Design and optimization of passive residual heat removal system for lead‐bismuth reactor SVBR ‐100

Summary The passive residual heat removal system (PRHRS) is of great significance to ensure the safety of small modular reactors. In this work, a PRHRS based on the reactor pressure vessel was designed and optimized for the lead‐bismuth reactor SVBR‐100 and an one‐dimensional transient analysis code transient analysis codes for LBE reactor was developed as well. The uncertainty analysis was carried out to identify and optimize the key parameters affecting PRHRS, based on the one‐dimensional physical fields obtained from the primary loop and evaporator.

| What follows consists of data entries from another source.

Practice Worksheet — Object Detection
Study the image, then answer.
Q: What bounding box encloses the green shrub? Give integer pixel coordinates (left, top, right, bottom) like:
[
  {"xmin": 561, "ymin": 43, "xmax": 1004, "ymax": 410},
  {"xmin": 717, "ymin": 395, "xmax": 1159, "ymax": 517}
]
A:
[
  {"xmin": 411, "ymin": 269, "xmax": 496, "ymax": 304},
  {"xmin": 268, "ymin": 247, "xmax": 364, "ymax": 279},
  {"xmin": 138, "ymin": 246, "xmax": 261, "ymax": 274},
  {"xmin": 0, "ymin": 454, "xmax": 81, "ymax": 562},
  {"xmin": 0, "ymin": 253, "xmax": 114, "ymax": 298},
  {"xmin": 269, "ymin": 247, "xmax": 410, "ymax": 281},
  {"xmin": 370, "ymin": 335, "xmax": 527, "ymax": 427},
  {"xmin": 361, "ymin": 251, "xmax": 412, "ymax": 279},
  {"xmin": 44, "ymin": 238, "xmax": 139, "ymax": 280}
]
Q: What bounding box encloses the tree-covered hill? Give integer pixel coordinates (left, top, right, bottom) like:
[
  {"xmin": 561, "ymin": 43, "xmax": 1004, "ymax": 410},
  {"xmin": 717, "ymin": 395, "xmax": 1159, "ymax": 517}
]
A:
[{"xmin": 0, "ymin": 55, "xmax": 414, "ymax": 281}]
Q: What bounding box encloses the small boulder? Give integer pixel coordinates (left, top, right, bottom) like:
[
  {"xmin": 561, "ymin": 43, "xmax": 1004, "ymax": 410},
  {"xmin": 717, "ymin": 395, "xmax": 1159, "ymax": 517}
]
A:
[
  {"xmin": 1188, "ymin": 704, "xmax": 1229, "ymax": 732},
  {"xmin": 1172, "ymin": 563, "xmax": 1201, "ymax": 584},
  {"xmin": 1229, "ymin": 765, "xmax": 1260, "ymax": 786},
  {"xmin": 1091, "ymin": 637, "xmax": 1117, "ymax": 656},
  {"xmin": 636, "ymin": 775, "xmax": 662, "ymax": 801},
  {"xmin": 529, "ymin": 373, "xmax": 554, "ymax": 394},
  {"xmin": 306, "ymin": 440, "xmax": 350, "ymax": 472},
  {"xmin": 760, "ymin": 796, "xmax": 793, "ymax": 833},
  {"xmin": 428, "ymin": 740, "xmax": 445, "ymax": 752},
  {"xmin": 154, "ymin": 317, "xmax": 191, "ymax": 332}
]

The results of transient calculation showed that the designed PRHRS can effectively remove the heat of the core under the accident of unprotected loss of flow and the station blackout (SBO). The results of sensitivity analysis showed that the maximum temperature of lead‐bismuth eutectic (LBE) was strongly positively correlated with heat capacity and thermal conductivity of the cladding, and was moderately positively correlated with the kinetic coefficient of the pump; The medium negative correlation factor of peak pellet temperature (PPT), peak cladding temperature (PCT), and maximum LBE temperature was the diameter of the sleeve of PRHRS, and therefore, increasing the diameter of the sleeve can improve the performance of the system. The results of uncertainty quantification showed that the output uncertainties of PPT and PCT were larger than those inputs. The uncertainty of LBE temperature was very low, and all thermal parameters in SBO were within safe limits. Finally, the optimized parameters of PRHRS were obtained. This work can provide a reference for the development of designing PRHRS and relevant transient calculation codes for small modular LBE reactors.